下川耿史著『遊郭をみる』によれば、「吉原の遊女は江戸っ子の気っ風を持ち、島原の遊女は客のどんな難題も丸く収める知恵者、これに対して丸山の遊女は贅沢な衣装持ち」という意味なのだとか。
なんとなくだが、言いたいコトは分かる。
「江戸っ子の気風」とは、物事にこだわらずさっぱりとして歯切れがよい。ただ、少々短気で喧嘩っ早いというイメージだろうか。吉原の遊女は、いわゆる「オトコマエ」な振る舞いが自然とできるタイプ。
一方、「どんな難題も丸く収める知恵者」とは、時に皮肉、時に婉曲な物言いでやんわりと客をコントロールするという印象だ。京の島原の遊女は、優雅に客をあしらいつつ問題を起こさないタイプ。
はて。
江戸の吉原、京都の島原。ここまでは分かる。
だが、一般的に「三大遊郭」といわれるのは、大坂の新町ではなかったか。
最後の「丸山」とは、一体、どこの遊郭なのか。
じつに江戸時代、「吉原」や「島原」と肩を並べるほど繁盛した遊郭があった。
遠く離れた西の端にあるせいか、名はあまり知られていない。
はて。西の端?
そんな行きづらい場所に……というネガティブな予想は大外れ。西の端とは、鎖国政策を打ち出した江戸時代に唯一、異国と接触することができた場所。つまり、貿易港として栄えた「長崎」の地である。その一角にあって、異国人のハートを鷲掴みにしたのが件の「丸山遊郭」なのだ。
今回は、この知られざる「丸山遊郭」を取り上げる。
いかにして丸山遊郭は形成され、発展することができたのか。今なお長崎市内に残る遊郭の面影を辿りながら、驚くべき丸山遊郭の実態をご紹介しよう。ちなみに、丸山の遊女たちがなぜ贅沢な衣装持ちと言われたのか、その理由も自ずと見えてくるはずだ。
さあ、あなたの知らない「丸山遊郭」の世界へ。
さすがに、いきなりディープな世界へと引きずり込むのは御法度。まずはソフトな入門編と思って、安心して読んで頂きたい。
長崎の丸山遊郭の全貌
元禄元(1688)年に刊行された井原西鶴の浮世草子『日本永代蔵』には、こんな一節がある。
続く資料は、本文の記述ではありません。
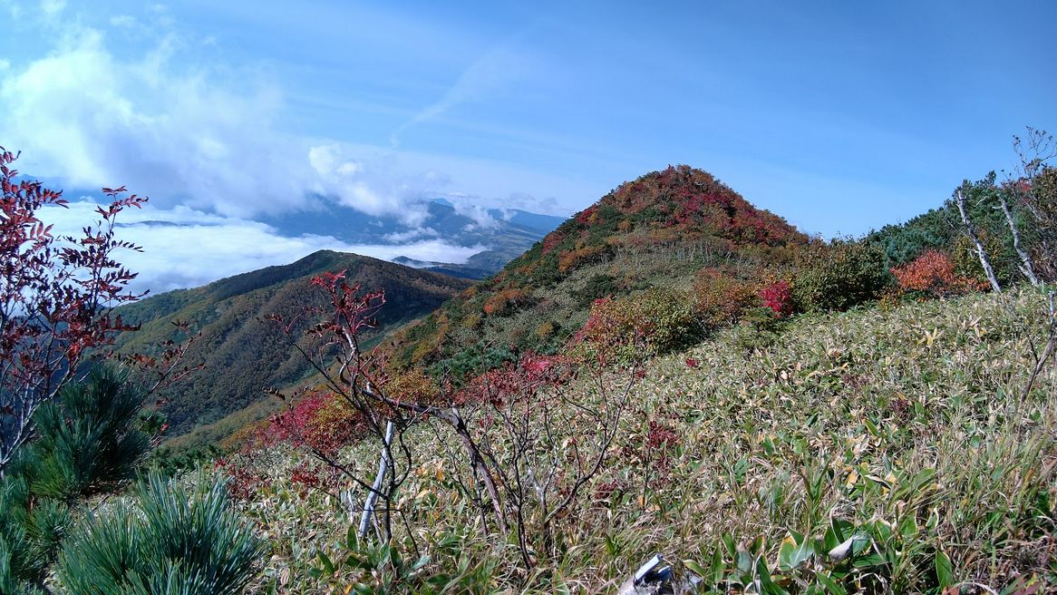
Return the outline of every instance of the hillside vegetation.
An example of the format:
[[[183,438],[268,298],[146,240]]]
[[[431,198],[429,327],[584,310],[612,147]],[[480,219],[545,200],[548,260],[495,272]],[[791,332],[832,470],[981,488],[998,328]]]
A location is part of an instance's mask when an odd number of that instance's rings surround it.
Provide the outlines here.
[[[597,299],[670,290],[689,304],[694,299],[680,292],[703,269],[756,283],[806,243],[783,219],[700,169],[654,171],[606,194],[398,333],[391,364],[429,367],[437,377],[462,382],[524,350],[555,353]]]
[[[264,389],[282,388],[310,375],[310,366],[293,349],[293,341],[314,321],[298,320],[286,336],[264,316],[291,316],[307,306],[322,306],[320,296],[310,291],[309,280],[335,271],[345,271],[348,279],[365,287],[389,291],[378,327],[365,337],[368,340],[431,312],[469,284],[373,258],[323,250],[292,264],[168,292],[122,308],[127,321],[142,324],[138,332],[122,337],[119,347],[126,352],[147,351],[151,345],[178,336],[173,321],[186,322],[192,333],[201,333],[184,362],[205,367],[162,394],[167,401],[162,412],[169,424],[168,435],[179,436],[272,399]],[[267,407],[255,410],[259,414],[240,421],[255,422],[268,412]]]
[[[606,593],[654,552],[723,592],[1041,593],[1057,589],[1057,370],[1021,392],[1047,318],[1038,292],[976,294],[802,316],[777,336],[742,324],[655,359],[613,459],[532,575],[481,533],[443,429],[406,436],[397,504],[427,558],[404,575],[390,556],[418,557],[408,534],[391,552],[347,539],[344,499],[327,491],[364,492],[324,466],[280,448],[228,468],[245,513],[282,536],[261,585],[279,593]],[[369,476],[376,448],[341,459]]]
「『長崎に丸山という所なくば、上がたの金銀、無事に帰宅すべし。爰(ここ)通いの商ひ、海上の気遣ひの外、何時をしらぬ戀風(こいかぜ)おそろし』
長崎に丸山という遊郭がなければ上方の金銀は無事に上方に帰ってくるだろう。長崎通いの商売は道中の波風ばかりでなく、いつ吹くともわからない恋の風がおそろしいという意味だが……」
(白石広子著「長崎出島の遊女 近代への窓を開いた女たち」より一部抜粋)
なるほど。
なんとも「丸山」とは恐ろしいところなのだろう。せっかく儲けた金銀があっという間に霧消する。これは狐や狸に化かされたという話ではない。飽くなき人間の欲望が金銀を消費させてしまうのだ。
上方の商人や異国の人たちを足止めし、気付けば散財してしまうという噂の「丸山遊郭」。
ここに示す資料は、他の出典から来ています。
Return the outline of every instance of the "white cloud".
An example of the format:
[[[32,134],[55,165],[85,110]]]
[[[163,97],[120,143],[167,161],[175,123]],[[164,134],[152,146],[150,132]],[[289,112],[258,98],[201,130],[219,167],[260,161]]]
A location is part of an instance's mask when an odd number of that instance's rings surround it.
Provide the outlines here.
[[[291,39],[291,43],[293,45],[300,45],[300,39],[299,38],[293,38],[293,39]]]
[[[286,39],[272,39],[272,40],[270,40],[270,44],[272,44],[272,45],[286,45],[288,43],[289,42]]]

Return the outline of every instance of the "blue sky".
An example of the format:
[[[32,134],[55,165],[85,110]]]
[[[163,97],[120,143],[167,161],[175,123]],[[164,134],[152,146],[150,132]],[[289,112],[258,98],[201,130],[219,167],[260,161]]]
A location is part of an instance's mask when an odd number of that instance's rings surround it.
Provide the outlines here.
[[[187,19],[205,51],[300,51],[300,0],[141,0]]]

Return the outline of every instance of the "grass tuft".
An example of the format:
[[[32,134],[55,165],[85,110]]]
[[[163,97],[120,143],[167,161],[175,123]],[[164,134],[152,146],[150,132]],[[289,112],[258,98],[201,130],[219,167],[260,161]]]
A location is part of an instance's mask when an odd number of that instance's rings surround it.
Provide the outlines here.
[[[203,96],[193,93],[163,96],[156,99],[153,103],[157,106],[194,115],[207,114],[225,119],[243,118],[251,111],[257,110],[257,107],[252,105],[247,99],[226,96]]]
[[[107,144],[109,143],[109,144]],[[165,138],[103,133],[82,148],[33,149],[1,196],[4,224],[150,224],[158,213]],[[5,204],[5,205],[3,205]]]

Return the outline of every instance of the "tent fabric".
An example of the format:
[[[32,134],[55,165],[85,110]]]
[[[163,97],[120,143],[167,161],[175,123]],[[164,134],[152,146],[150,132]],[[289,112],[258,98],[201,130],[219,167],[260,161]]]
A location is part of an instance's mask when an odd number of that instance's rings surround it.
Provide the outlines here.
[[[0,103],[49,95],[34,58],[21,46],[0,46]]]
そんな「丸山」は、一体、どのようにして始まったのだろうか。
そもそも「遊郭」とは、幕府公認の遊女屋である。
逆をいえば、当時、無許可の売春行為である「隠売(いんばい)」は厳しく罰せられた。江戸時代の三大御法度とは「博打(ばくち)」「隠売」「切支丹(キリシタン)」。つまり、売春行為すべてが許されてはいなかったのである。
だからこそ、遊郭には外見から「幕府公認」と分かる明確な区別が必要であった。遊郭の「郭(かく)」という字は「くるわ」とも読むが、意味は「かこい、もしくはかこいを設けた一定の場所」を指す。幕府は一定区域を塀で囲むなどして、誰もが明らかに分かる「売春行為のできる場所」を設置した。遊郭は、公許の遊女町として限定された場所なのである。
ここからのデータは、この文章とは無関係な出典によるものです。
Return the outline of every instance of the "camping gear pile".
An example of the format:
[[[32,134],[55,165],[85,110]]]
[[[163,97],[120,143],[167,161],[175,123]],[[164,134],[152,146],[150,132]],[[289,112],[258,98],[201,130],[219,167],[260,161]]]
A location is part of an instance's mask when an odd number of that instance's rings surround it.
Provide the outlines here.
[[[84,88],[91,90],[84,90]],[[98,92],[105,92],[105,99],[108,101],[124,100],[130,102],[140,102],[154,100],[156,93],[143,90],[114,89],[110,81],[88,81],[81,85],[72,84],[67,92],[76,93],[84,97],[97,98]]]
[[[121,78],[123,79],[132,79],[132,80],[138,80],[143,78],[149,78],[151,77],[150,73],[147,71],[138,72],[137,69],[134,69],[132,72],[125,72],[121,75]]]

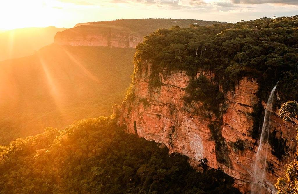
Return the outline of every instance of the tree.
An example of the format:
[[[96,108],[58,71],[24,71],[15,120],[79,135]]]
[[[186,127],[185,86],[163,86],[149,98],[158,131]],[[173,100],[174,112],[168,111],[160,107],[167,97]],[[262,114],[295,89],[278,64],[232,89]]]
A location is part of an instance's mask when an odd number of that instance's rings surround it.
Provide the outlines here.
[[[298,120],[298,103],[295,101],[287,102],[283,104],[279,113],[284,121],[292,119]]]
[[[290,101],[284,104],[280,109],[280,114],[284,121],[298,120],[298,103]],[[275,184],[277,194],[298,193],[298,152],[295,154],[294,158],[288,166],[285,177],[279,179]]]

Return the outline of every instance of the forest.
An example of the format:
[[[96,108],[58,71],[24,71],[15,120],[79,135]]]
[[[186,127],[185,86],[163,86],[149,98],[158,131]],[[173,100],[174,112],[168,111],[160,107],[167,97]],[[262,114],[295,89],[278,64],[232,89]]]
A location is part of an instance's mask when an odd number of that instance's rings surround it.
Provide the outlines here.
[[[0,146],[0,193],[240,193],[202,160],[124,132],[115,115],[78,121]]]
[[[173,22],[172,22],[173,21]],[[113,21],[91,22],[90,25],[108,24],[127,28],[133,32],[147,36],[161,28],[168,29],[173,25],[181,28],[188,27],[190,25],[196,24],[201,26],[212,26],[215,24],[224,24],[226,22],[209,21],[198,20],[150,18],[149,19],[122,19]]]
[[[53,44],[0,62],[0,145],[111,115],[129,86],[135,51]]]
だが、何もない「無」から、いきなり幕府の主導で遊郭を造るワケでもない。
最初は人が集まるところにポツンと遊女屋ができる。いわば自然発生的なものだ。これが磁石のように人々を引き寄せ、いつしか遊女屋が何軒も建ち並び、規模が大きくなっていく。さらにその場所めがけて多くの人が集まってくる。こうなると幕府の出番である。点在している遊女屋を一ヵ所に集めたり、人の流れをコントロールできるよう場所を移したりと、そこら一帯を整備するのである。あとは塀を築いて他の場所とは一線を画すと、特殊地区「遊郭」の出来上がりとなる。
丸山遊郭も、やはり他の遊郭と同様の流れで形成された。
元亀2(1571)年、ポルトガル船の入港により「長崎」は開港。ポルトガル商館や教会が造られ、その周辺に町が出来上がっていく。長崎に遊女を連れてきたとされる博多商人が「博多町」を開いたのもその頃だ。漁村だった町は次第に貿易都市へと姿を変え、その過程で遊女屋も1つまた1つと増えていく。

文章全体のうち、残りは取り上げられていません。